Is it right to say that suppose we have two monotonically increasing functions f,g so that f(n)=Ω(n) and f(g(n))=O(n). Then I want to conclude that g(n)=O(n).
I think that this is a false claim, and I've been trying to provide counter example to show that this is false claim, but after many attempts I'm starting to think otherwise.
Can you please provide some kind of explanation or example if this is a false claim or a way to prove if it's a correct one.
I believe this claim is true. Here's a proof.
Suppose that f(n) = Ω(n). That means that there are constants c, n0 such that
f(n) ≥ cn for any n ≥ n0. (1)
Similarly, since f(g(n)) = O(n), we know that there are constants d, n1 such that
f(g(n)) ≤ dn for any n ≥ n1. (2)
Now, there are two options. The first is that g(n) = O(1), in which case we're done because g(n) is then O(n). The second case is that g(n) ≠ O(1), in which case g grows without bound. That means that there is an n2 such that g(n2) ≥ n0 (g grows without bound, so it eventually overtakes n0) and n2 ≥ n1 (just pick a big n2).

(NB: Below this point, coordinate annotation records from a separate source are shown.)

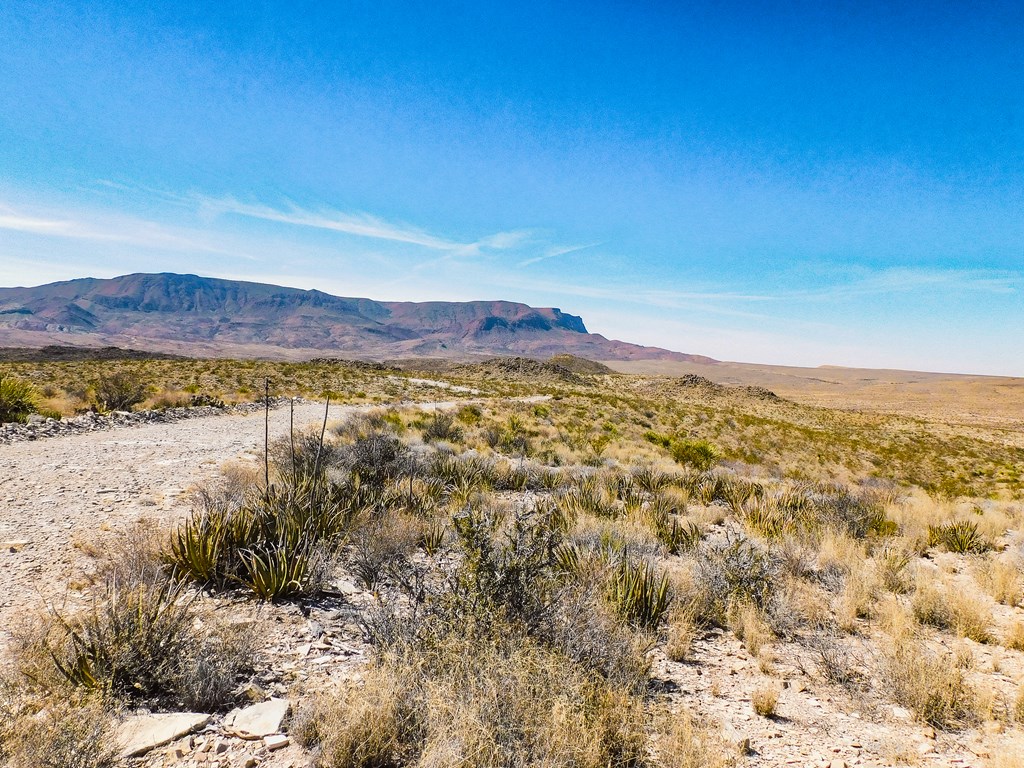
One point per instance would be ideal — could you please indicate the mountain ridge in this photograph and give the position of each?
(170, 312)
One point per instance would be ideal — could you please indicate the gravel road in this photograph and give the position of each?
(61, 495)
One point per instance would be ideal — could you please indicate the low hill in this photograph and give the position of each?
(204, 315)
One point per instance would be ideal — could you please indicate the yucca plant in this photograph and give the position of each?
(433, 538)
(767, 518)
(958, 536)
(638, 593)
(282, 571)
(128, 642)
(18, 399)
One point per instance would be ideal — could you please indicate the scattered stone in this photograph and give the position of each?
(139, 734)
(258, 720)
(276, 741)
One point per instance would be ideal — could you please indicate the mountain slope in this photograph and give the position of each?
(171, 311)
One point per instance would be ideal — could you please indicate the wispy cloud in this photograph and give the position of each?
(913, 280)
(111, 228)
(359, 224)
(556, 251)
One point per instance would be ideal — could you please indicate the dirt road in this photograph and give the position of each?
(61, 496)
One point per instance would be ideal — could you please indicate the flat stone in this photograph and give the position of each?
(257, 721)
(275, 742)
(139, 734)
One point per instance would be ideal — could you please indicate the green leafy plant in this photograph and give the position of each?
(120, 390)
(958, 536)
(697, 454)
(639, 594)
(18, 399)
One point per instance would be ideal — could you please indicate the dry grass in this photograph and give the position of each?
(683, 742)
(1003, 579)
(53, 731)
(957, 609)
(513, 705)
(764, 699)
(933, 686)
(682, 631)
(748, 622)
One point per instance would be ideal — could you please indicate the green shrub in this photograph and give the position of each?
(638, 593)
(732, 572)
(697, 454)
(119, 391)
(140, 641)
(276, 543)
(18, 399)
(958, 536)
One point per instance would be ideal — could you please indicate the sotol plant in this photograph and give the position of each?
(18, 398)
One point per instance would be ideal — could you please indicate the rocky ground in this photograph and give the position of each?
(64, 499)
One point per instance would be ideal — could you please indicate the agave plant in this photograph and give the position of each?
(639, 593)
(958, 536)
(18, 399)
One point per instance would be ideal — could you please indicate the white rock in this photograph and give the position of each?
(275, 742)
(257, 721)
(139, 734)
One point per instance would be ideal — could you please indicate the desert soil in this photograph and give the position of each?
(64, 499)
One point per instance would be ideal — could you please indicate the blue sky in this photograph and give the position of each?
(799, 183)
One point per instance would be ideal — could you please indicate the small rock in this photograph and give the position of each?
(275, 741)
(258, 720)
(139, 734)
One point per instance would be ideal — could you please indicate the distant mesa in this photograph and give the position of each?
(190, 314)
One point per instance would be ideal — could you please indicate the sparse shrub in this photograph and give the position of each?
(376, 459)
(442, 427)
(303, 457)
(470, 415)
(835, 660)
(750, 626)
(682, 631)
(57, 731)
(764, 699)
(961, 537)
(139, 641)
(278, 543)
(934, 687)
(119, 390)
(892, 564)
(697, 454)
(733, 571)
(18, 399)
(682, 741)
(1004, 582)
(504, 702)
(951, 609)
(1014, 636)
(639, 594)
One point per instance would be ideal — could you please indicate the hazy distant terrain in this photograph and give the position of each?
(186, 313)
(957, 398)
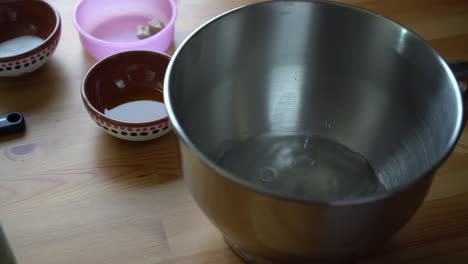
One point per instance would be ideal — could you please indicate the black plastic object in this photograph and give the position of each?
(11, 122)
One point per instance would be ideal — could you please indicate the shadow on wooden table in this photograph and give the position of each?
(34, 90)
(138, 163)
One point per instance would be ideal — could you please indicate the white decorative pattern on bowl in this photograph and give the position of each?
(28, 64)
(136, 133)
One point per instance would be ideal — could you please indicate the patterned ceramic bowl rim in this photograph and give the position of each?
(101, 115)
(52, 36)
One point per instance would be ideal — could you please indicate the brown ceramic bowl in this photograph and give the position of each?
(123, 94)
(29, 33)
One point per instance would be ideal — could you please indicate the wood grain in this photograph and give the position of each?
(69, 193)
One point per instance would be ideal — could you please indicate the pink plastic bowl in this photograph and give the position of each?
(107, 27)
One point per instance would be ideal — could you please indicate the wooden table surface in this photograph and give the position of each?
(69, 193)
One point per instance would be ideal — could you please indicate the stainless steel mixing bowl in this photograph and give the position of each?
(310, 69)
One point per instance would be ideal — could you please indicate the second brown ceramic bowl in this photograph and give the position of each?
(123, 94)
(29, 33)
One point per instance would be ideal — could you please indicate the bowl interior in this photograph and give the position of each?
(116, 20)
(27, 24)
(135, 78)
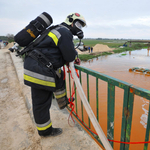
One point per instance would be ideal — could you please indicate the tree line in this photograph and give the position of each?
(8, 37)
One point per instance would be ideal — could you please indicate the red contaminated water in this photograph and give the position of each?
(117, 66)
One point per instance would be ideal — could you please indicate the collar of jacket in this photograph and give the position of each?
(65, 25)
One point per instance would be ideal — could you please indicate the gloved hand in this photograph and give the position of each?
(77, 61)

Now, pick any n ≥ n2. Since n ≥ n2, we have that g(n) ≥ g(n2) ≥ n0 because g is monotone increasing, and therefore by (1) we see that
f(g(n)) ≥ cg(n).
Since n ≥ n2 ≥ n1, we can combine this inequality with equation (2) to see that
dn ≥ f(g(n)) ≥ cg(n).
so, in particular, we have that
g(n) ≤ (d / c)n
for all n ≥ n2, so g(n) = O(n).